Activation and Zr precursor influence on UiO-66-NH2 composites for efficient cationic and anionic dye removal
Sherif Hegazy, Ayoub Ghannami, Glaydson S. dos Reis, Tao Hu, Rachid Brahmi, Sari Tuomikoski, Ulla Lassi, Varsha Srivastava
Abstract
• The ZrCl 4 precursor yielded a higher surface area and micropores. • The ZrOCl 2 ·8H 2 O precursor achieved 60% crystallinity and 60% mesopores. • Activation processes enhanced adsorption capacity and improved dye removal efficiency. • Maximum adsorption capacities were 263.1 mg/g for methylene blue (MB) and 277.77 mg/g for Congo red (CR). • The activated composites retained over 96 % MB adsorption efficiency after four cycles.

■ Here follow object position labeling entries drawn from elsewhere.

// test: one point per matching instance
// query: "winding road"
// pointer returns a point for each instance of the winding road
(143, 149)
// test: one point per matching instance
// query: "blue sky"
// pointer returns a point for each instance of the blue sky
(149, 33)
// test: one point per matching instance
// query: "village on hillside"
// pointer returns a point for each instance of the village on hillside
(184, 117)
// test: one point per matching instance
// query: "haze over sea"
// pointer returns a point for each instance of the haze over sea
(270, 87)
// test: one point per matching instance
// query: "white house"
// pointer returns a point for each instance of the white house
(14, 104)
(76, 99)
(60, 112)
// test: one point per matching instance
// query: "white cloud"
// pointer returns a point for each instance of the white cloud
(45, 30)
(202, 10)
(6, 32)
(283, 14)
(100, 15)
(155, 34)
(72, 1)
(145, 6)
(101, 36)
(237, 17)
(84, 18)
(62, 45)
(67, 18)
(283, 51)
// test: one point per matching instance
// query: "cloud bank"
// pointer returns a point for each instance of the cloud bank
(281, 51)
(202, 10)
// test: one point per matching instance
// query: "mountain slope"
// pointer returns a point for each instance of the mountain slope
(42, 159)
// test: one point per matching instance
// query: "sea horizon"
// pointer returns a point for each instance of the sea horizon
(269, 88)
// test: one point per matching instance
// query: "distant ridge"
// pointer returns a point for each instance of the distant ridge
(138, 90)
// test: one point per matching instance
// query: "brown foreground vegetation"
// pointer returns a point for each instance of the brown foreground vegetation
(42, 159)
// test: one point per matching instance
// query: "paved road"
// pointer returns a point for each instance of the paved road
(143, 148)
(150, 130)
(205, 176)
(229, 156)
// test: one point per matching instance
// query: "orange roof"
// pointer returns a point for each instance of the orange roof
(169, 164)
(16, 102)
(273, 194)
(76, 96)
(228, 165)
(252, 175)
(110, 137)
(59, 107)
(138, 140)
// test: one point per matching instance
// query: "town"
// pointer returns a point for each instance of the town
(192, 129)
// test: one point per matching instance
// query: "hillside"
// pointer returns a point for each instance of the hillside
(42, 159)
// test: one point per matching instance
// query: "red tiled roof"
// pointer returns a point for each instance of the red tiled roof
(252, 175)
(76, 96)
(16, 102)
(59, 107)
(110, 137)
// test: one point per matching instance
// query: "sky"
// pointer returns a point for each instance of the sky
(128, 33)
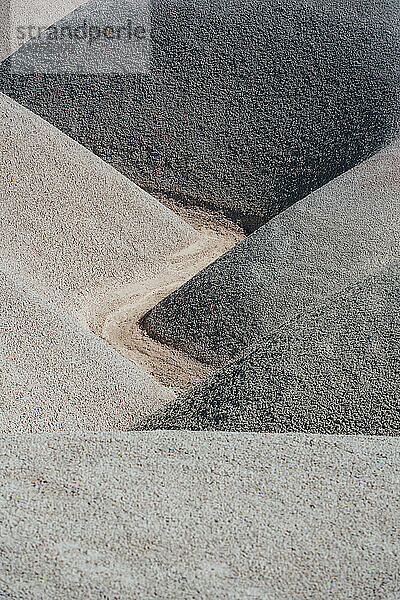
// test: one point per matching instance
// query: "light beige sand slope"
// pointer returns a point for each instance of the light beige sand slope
(21, 20)
(72, 226)
(54, 375)
(179, 516)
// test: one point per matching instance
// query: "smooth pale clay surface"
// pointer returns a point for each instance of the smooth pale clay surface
(56, 376)
(245, 107)
(38, 14)
(73, 228)
(340, 234)
(174, 516)
(335, 370)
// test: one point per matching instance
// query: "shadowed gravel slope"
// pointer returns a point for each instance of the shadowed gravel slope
(72, 226)
(245, 107)
(336, 236)
(181, 515)
(336, 370)
(56, 376)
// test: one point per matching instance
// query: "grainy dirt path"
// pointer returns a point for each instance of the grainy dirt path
(119, 326)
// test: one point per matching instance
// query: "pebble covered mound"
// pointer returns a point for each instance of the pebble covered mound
(333, 371)
(241, 107)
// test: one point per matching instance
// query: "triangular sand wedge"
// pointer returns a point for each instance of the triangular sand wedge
(72, 226)
(55, 376)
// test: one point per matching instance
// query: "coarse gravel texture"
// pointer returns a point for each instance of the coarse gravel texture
(71, 226)
(178, 516)
(56, 376)
(244, 107)
(338, 235)
(335, 370)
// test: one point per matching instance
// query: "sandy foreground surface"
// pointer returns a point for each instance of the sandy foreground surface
(179, 515)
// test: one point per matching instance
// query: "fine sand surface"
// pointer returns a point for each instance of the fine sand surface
(243, 107)
(338, 235)
(21, 20)
(56, 376)
(93, 243)
(173, 516)
(335, 370)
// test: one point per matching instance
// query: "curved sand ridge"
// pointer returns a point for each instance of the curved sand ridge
(56, 376)
(244, 107)
(84, 237)
(183, 515)
(336, 236)
(335, 370)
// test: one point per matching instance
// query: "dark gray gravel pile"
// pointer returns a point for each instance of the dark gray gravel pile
(245, 108)
(324, 243)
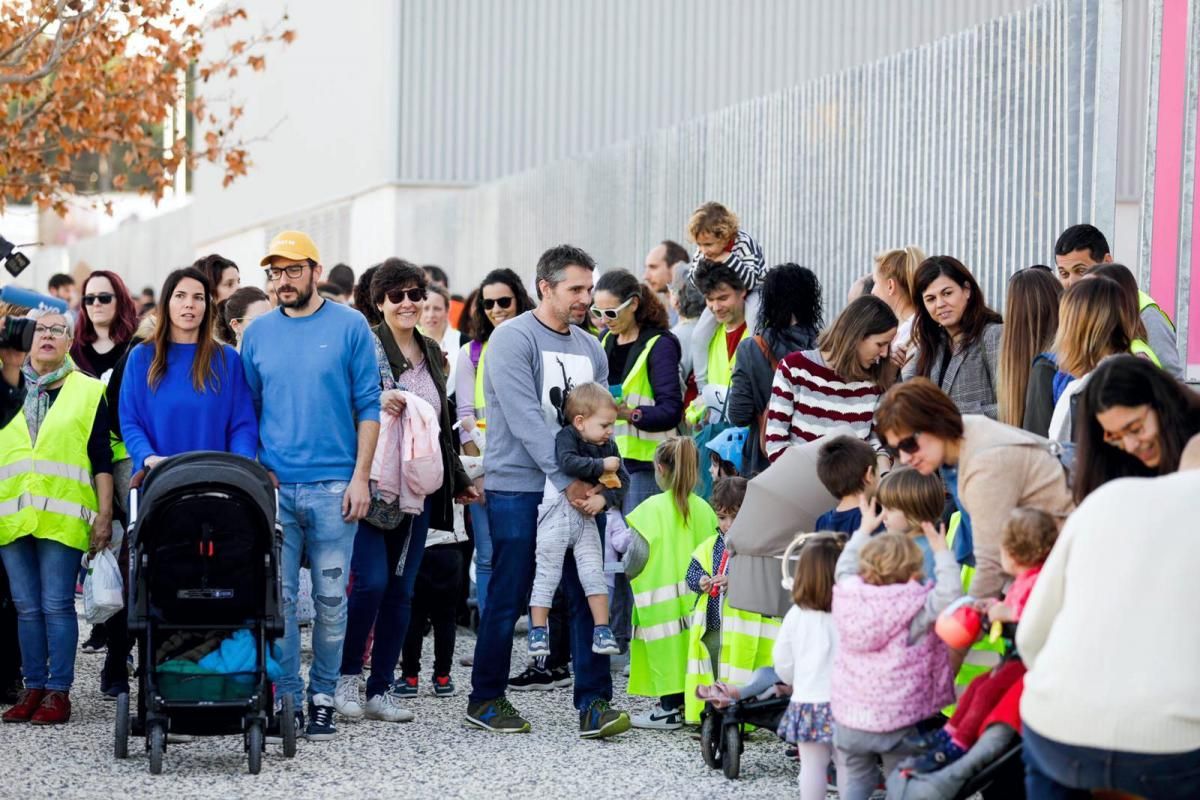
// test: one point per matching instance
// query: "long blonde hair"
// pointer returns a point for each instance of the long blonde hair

This study investigates the synthesis of UiO-66-NH 2 @HTC composites, focusing on the control of surface charge, textural properties, and crystallinity. Surface charge modification was achieved through activation processes to enhance affinity for specific pollutants. By utilizing ZrCl 4 and ZrOCl 2 ⋅8H 2 O precursors, the textural properties were optimized, leading to higher mesopore content and improved crystallinity with the ZrOCl 2 ⋅8H 2 O precursor. The UiO-66-NH 2 (ZrCl 4 )@HTC composite exhibited a crystallinity of 51.7 %, with 40 % mesopores and 57 % micropores, while the UiO-66-NH 2 (ZrOCl 2 )@HTC composite showed a crystallinity of 60 %, consisting of 60 % mesopores and 37 % micropores. Adsorption followed the Langmuir isotherm model, with maximum adsorption capacities of 263.1 mg/g for methylene blue (MB) and 277.77 mg/g for Congo red (CR), driven by hydrogen bonding and electrostatic interactions. The activated UiO-66-NH 2 @HTC composites demonstrated remarkable reusability. These findings emphasize the significant role of surface charge modification, pore structure optimization, and crystallinity enhancement in developing high-performance adsorbents.